Barend van Lieshout: Which party will solve the healthcare problem?
Healthcare is bound to be a big issue in the general election campaign but are the parties thinking ahead? asks Barend van Lieshout.
In the run-up to the elections the political parties are going to take in their positions. Healthcare is undoubtedly going to loom large in the party programmes. It would be a good thing if parties were to concern themselves with finding solutions for the deficit that is lying in wait. On the other hand, the temptation to ignore it will be hard to resist.
Politicians aren’t supermen and we shouldn’t expect them to perform miracles. With national and international healthcare sectors failing to come up with answers for the looming deficit we can hardly expect party manifesto writers to suddenly see the light as they wrestle with the next paragraph.
Long-term problems
The role of politics in all this is vital nevertheless. Market parties are being faced with a long-term problem which they find difficult to oversee, a state of affairs the government is comfortable with.
At the same time, it would be a lot to ask political parties to tackle problems stretching over several decades. The healthcare deficit is much less noticeable than the stagnating housing market or the groaning pension funds. In an election battle in which every euro counts only the bravest of the brave will dare invest in an invisible problem.
It would be a much more attractive proposition to hone in on the distribution side of healthcare: who’s getting it and who’s going to pay for it? This will give parties an opportunity to act as defenders of large groups of voters, and come up with heart-wrenching examples of seriously ill and out-of-pocket fellow citizens. An ideal opportunity to touch voters’ hearts and wallets. But no matter how we distribute costs, the problem isn’t going to go away.

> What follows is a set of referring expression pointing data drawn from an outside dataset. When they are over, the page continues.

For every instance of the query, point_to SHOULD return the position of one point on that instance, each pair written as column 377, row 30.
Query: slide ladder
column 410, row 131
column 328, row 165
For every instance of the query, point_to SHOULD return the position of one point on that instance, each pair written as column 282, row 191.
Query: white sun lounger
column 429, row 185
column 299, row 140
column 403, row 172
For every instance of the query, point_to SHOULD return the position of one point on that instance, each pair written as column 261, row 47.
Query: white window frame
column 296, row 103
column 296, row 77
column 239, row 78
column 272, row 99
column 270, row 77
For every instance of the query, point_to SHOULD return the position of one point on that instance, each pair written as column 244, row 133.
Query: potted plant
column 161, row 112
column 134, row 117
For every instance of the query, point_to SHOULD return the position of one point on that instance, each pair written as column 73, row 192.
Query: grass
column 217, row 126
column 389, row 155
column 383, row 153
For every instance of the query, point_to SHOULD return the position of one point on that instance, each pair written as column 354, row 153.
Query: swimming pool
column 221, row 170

Ideologies don’t wash bottoms
Another tempting variant would be to use healthcare as a prop for ideological principles. Market forces, yes or no, for example. A socialist world view needs a socialist healthcare system, a liberal world view favours market forces.

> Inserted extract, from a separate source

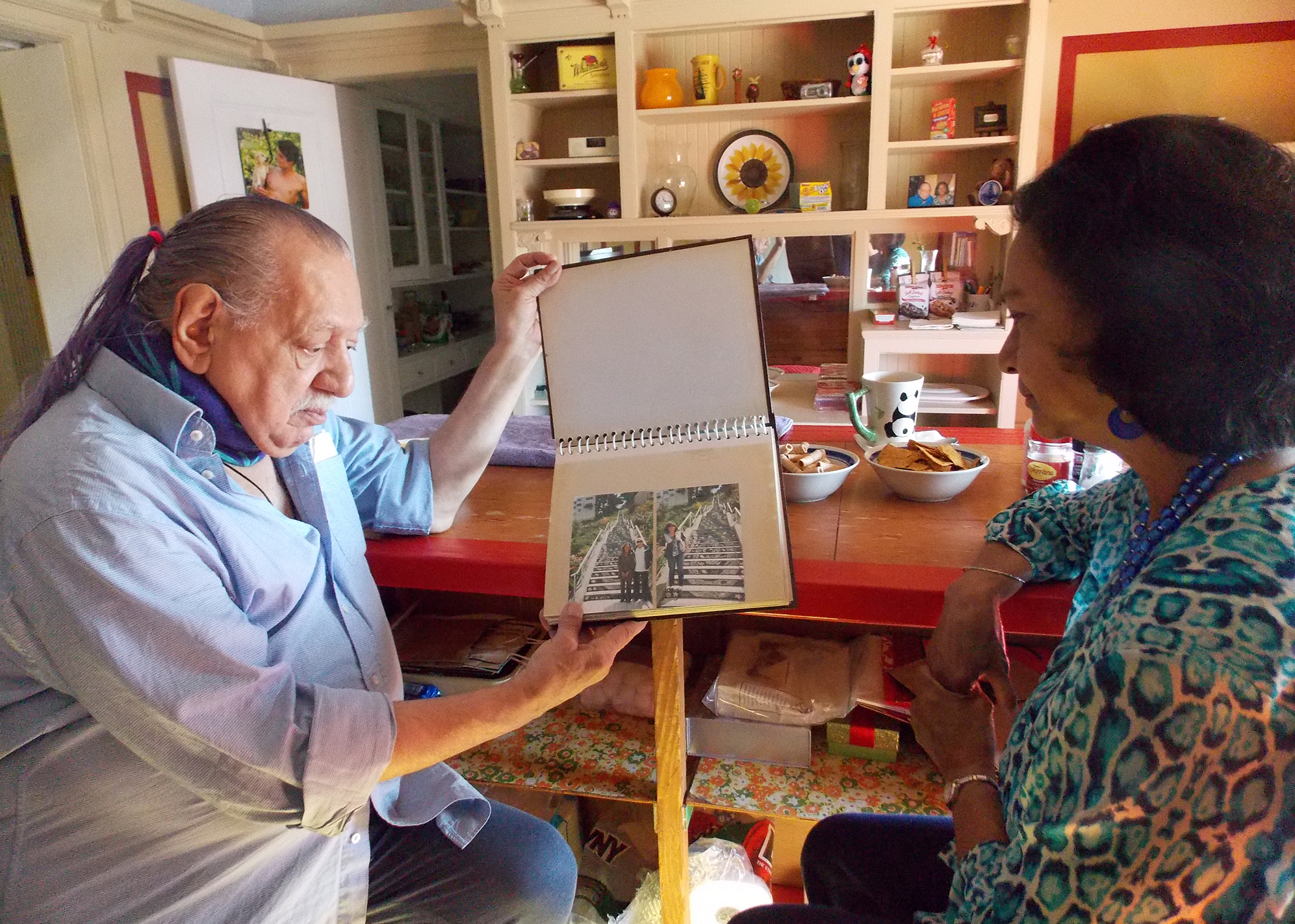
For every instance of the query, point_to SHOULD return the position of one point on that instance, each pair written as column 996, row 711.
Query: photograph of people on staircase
column 699, row 546
column 611, row 554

That won’t work either. A politician who doesn’t know what care for the elderly is going to look like in twenty year’s time won’t know if his ideology is going to play any part in it. Ideologies in themselves don’t wash people’s bottoms.
And although it sounds nice, we are not going to be better off with the healthcare care bears who want to pour ever more money in the healthcare pit. ‘More staff on the work floor’, ‘investment in professionals’, it all sounds perfectly reasonable but without any long-term solutions any additional million will evaporate with a tiny hiss in the wake of the disappearing Agema-funds.
I have a proposition:: why not vote for the party that looks beyond the distribution proposals, avoids ideology-driven solutions and doesn’t spend in order to win votes. I can’t wait to see which parties can resist the temptation.